И я дремлю, как умею, без сна и отдыха, растительная жизнь, жизнь фальшивая, и под моими веками беспокойно парит, как спокойная пена какого-то грязного моря, далекий отблеск немых уличных фонарей.

Сплю и не сплю.

С другой стороны от меня, там, позади моей постели, тишина дома прикасается к бесконечности. Я слышу ход времени, капля за каплей, ни одна капля не падает беззвучно. Память, сведенная на нет, о том, что было или чем я был, ощутимо сдавливает мое сердце. Чувствую, что моя голова лежит на подушке, превратившейся в холм. Ткань наволочки касается моей кожи, будто люди касаются друг друга в тени. А ушная раковина, прилегающая к подушке, с математической точностью впечатывается в мой мозг. Моргаю от усталости, и мои ресницы производят едва заметный шорох, неслышный на чувствительной белизне взбитой подушки. Дышу, вздыхая, и мое дыхание – так случается – становится уже не моим. Страдаю, не чувствуя и не думая. Часы в доме, в определенном месте, там, в бесконечности, бьют полчаса, сухое, обезличенное время. Вот и все – так, все – такое глубокое, все – такое черное и холодное!

Прохожу временами, прохожу молчаниями, бесформенные миры проходят через меня.

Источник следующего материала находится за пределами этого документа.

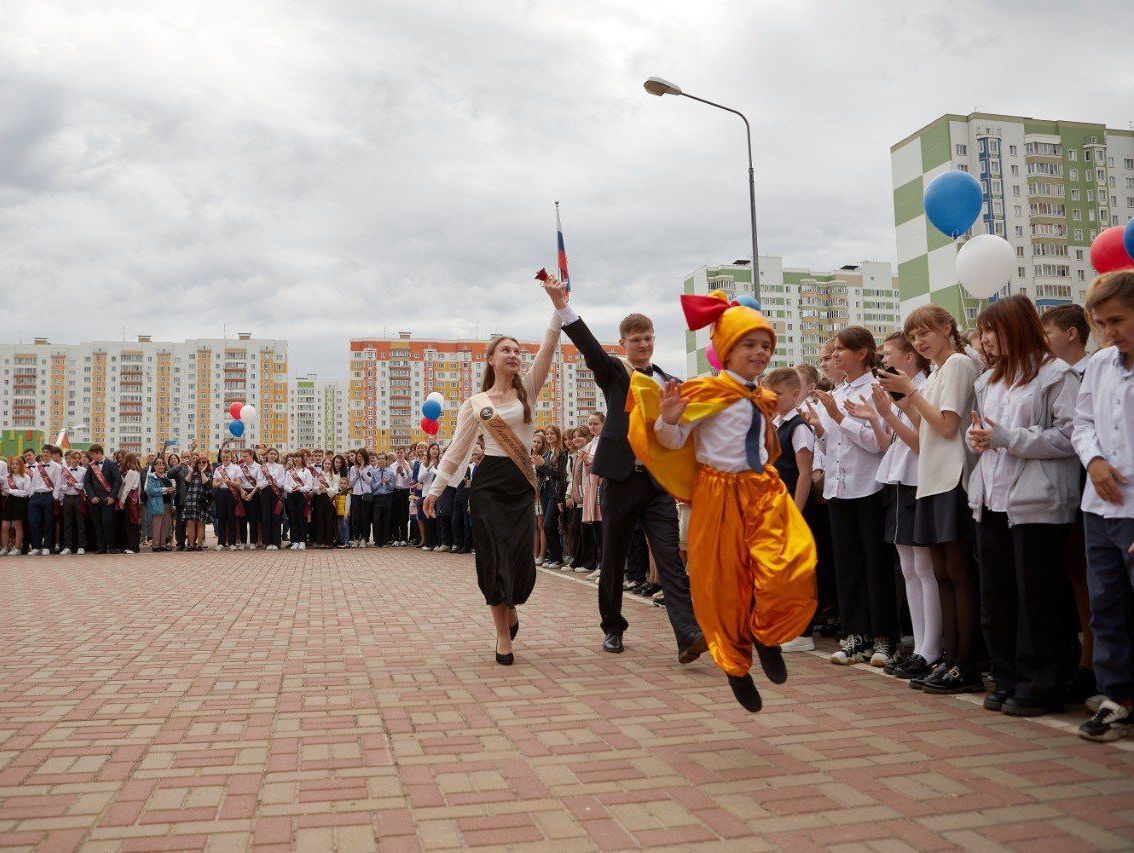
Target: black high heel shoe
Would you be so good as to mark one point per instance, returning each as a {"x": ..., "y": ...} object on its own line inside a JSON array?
[{"x": 505, "y": 659}]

Внезапно, будто дитя из Таинства, поет петух, невзирая на ночь. Я могу спать, ведь во мне – утро. Чувствую, что улыбаюсь, легко отодвигая мягкие застежки наволочки, мешающие мне. Могу отдать себя жизни, могу заснуть, могу забыть о себе… И благодаря новому сну, что уже бросает на меня тень, или вспоминаю о певшем петухе, или это он действительно опять поет.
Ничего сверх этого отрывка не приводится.